Hij schenkt nog maar eens een koffie in. For-y-ar. Zo heten de verzamelde eilanden waar zijn eiland Kalsoy deel van uitmaakt. Natuurlijk zijn er grappen oever die diverse eilanden. Over Svinoy bijvoorbeeld; het kleine eilandje rechts in de archipel daar zijn ze – dat weet iedereen – arm maar slim.
Ambulance uit Torshavn
“Dat klinkt niet erg slim”, zeg ik, “zeker als je hoort dat de mensen van Fugloy, het eiland er net boven, rijk en stom zijn”. Jóhannus lacht.
Als er een ongeluk gebeurt, komt de ambulance uit de hoofdstad Torshavn via de ferry. Een rit inclusief de ferry van anderhalf uur. Bij ernstige zaken bel je de helicopter. “Het komt niet veel voor. De mensen in de gemeenschappen kunnen veel zelf. We zijn op elkaar aangewezen.”
Politie uit Streymoy
Hij kan zich in al die jaren slechts één bezoek van de politie herinneren. Die van het hoofdeiland Streymoy naar Trøllanes moest komen. Ten tijde van het ongeluk met de sneeuwschuiver.
Het was een jaar dat de sneeuw was blijven liggen, vrij ongebruikelijk en dus was er een sneeuwschuiver gebeld. Die was met de ferry gekomen en daarna nooit meer gezien. De politie werd gebeld. Die vond de sneeuwschuiver in een uitsparing in de tunnel met de chauffeur diep in een roes.
De winkel in Klaksvik
“Kom we gaan naar buiten.” Hij schuift een sjekkie van het Hollandse merk Niemeyer Jacobs tussen zijn lippen. Alles wat hij nodig heeft, bestelt hij in de winkel in Klaksvik. Het assortiment pizza’s kent hij uit zijn hoofd. De supermarkt zorgt ervoor dat het met de eerstkomende ferry meegaat.
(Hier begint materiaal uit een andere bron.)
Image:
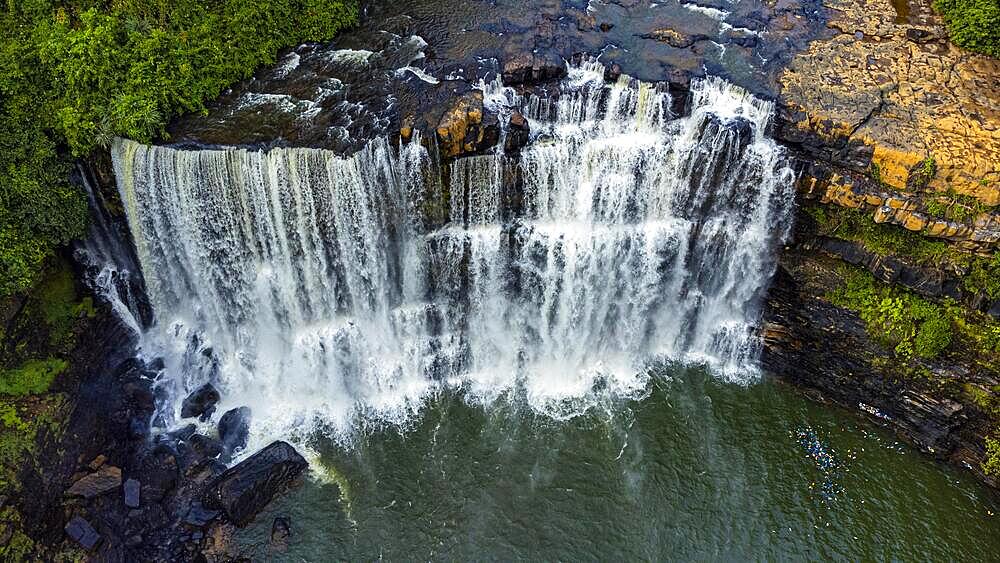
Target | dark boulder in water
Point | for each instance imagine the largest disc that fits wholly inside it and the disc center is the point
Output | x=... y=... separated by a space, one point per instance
x=82 y=533
x=205 y=447
x=245 y=489
x=104 y=480
x=130 y=491
x=518 y=133
x=531 y=68
x=201 y=402
x=281 y=530
x=234 y=429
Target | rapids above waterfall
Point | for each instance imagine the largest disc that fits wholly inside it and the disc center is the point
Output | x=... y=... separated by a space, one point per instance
x=310 y=287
Als hij zou willen, kan hij zijn hele interieur samenstellen uit winkels op de Faeröereilanden zonder zijn huis te verlaten. Twee keer per week komt de vrachtwagen naar het dorp Trøllanes. Vol diervoeder, eten en wat de dorpelingen verder nog besteld hebben. De service is gratis. Het is een manier om de mensen op de eilanden te houden.
“Nog even en we zijn onafhankelijk van Denemarken. We wilden het wel, maar we hadden ook het geld nodig dat het land in ons steekt. Dat wordt steeds minder. Het toerisme komt op gang. Trouwens, Deens is een lelijke taal”, zegt hij wrokkig op de toon van de onderdrukte die tegen de machthebber ageert.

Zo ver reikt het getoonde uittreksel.